Singapore Sees 300% Yearly Spike in Q1 Cryptojacking Attacks Amid COVID-19
Data published by Russian cybersecurity firm Kaspersky indicates that Singapore has seen a significant increase in the prevalence of attempted cryptojacking attacks during the first quarter of 2020.
Kaspersky estimates that 11,700 attacks were attempted on devices located in Singapore from January until March — up from 2,900 as of the first Q1 2019.
Kaspersky asserted that the spike in attacks is the highest percentage increase posted within the South-East Asian region.
Cryptojacking attacks up three-fold in Singapore
In an interview with Straits Times, Kaspersky’s general manager for South-East Asia, Yeo Siang Tiong, described Singapore’s high-performance internet infrastructure as attracting the operations of malicious cyber actors.
“Cyber criminals use various means to install miner programs on other people's computers, preferably in bulk, and take all of the profit from cryptocurrency mining without incurring any of the equipment or electricity costs," said Tiong.
Tiong asserts that the increasing difficulty of mining incentivizes cryptojackers seeking to command a botnet network rather than targeting individual devices, stating:
“It is now no longer profitable to mine cryptocurrency using one's own equipment and electricity.

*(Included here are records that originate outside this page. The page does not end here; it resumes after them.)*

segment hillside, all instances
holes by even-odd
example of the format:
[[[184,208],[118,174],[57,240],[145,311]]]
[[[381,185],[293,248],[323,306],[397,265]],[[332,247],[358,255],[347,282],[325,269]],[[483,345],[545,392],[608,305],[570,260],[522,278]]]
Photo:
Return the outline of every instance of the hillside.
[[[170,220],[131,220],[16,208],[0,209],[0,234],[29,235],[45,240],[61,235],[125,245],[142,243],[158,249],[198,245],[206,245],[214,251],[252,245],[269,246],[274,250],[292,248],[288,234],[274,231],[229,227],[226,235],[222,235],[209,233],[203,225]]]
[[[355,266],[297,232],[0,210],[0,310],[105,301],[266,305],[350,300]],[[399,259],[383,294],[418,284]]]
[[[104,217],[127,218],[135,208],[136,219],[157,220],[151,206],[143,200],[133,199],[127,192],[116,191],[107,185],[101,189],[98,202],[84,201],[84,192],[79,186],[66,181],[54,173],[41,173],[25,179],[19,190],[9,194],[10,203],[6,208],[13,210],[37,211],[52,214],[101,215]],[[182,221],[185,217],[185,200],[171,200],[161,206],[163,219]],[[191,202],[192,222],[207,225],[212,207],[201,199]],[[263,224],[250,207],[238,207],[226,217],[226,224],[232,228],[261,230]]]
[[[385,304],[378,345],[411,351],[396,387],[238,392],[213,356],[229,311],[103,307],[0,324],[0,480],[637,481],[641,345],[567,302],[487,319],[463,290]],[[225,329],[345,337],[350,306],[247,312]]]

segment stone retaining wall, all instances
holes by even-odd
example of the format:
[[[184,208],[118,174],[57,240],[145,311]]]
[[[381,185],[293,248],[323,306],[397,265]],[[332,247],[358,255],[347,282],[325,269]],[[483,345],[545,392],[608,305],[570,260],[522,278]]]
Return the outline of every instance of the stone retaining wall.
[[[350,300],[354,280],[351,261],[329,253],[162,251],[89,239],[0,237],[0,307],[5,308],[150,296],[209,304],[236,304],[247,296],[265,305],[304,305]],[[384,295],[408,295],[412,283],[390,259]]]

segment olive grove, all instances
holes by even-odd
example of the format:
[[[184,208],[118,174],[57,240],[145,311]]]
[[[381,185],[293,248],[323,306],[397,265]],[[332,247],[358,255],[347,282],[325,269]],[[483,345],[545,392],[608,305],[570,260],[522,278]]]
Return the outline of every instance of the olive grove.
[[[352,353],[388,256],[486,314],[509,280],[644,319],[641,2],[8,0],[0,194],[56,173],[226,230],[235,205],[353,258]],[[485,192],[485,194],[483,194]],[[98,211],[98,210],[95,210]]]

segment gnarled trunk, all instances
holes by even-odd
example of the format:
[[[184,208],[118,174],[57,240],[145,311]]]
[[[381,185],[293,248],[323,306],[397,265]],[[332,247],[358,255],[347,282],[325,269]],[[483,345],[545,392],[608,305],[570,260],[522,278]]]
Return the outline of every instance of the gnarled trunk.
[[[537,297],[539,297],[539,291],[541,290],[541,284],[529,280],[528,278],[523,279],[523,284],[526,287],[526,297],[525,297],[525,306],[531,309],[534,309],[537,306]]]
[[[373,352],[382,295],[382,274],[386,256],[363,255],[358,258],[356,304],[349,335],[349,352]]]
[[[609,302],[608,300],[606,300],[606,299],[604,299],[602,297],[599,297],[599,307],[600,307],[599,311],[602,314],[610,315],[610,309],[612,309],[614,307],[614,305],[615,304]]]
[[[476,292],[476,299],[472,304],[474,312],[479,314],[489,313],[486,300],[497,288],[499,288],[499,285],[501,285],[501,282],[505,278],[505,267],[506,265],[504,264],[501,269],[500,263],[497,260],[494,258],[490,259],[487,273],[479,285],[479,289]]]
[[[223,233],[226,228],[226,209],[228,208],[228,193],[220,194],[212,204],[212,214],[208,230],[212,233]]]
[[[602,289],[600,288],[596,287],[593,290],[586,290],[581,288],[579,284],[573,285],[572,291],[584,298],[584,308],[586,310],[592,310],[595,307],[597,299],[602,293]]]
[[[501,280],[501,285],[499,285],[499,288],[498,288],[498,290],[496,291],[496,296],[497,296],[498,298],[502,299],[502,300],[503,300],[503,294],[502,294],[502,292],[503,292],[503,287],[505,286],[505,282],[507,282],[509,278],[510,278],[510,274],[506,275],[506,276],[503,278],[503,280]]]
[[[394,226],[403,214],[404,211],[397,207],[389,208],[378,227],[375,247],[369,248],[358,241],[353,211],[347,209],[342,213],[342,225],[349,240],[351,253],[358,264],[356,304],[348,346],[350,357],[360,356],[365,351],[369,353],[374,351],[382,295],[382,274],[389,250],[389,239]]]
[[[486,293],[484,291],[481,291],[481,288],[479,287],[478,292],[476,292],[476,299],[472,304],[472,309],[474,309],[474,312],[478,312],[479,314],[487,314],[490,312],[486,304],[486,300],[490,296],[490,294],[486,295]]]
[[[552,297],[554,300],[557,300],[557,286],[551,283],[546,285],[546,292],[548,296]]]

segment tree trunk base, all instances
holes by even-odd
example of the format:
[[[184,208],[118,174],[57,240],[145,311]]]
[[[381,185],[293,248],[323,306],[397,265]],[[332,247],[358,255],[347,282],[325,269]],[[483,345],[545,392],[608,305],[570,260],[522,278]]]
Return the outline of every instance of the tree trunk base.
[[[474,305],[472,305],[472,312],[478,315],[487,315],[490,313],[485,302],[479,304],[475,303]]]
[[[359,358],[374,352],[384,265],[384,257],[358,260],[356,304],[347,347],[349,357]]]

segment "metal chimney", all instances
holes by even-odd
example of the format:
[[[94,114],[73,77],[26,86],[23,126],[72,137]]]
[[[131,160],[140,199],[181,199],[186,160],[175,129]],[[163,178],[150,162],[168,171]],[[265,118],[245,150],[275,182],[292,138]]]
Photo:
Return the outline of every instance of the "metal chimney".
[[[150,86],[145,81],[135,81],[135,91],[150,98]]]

It is better to resort to hijacking other resources for the mining of cryptocurrency.”
Coronavirus creates new opportunities for hackers
The cybersecurity head at law firm Eversheds Harry Elias, K.K. Lim, attributed the recent increase in cryptojacking attacks to large numbers of individuals working from home, or WFH, amid the COVID-19 pandemic creating lots of low-hanging fruit for attackers.
“We can definitely say that WFH increases the opportunity just like phishing, because some WFH home computers may not update their security updates as it is a general computer used by everyone," said Lim.
“Practising good basic cyber hygiene like not clicking on unknown links in email, going to official government, commercial and legitimate websites for news and other information, having updated end-point security and constant training for corporates are some effective ways to avoid these crypto miners,” Lim added.
In April, security firm Acronis echoed the assertions of Eversheds and Kaspersky, estimating that the later weeks of March saw a dramatic spike in the number of crypto mining attacks targeting consumers.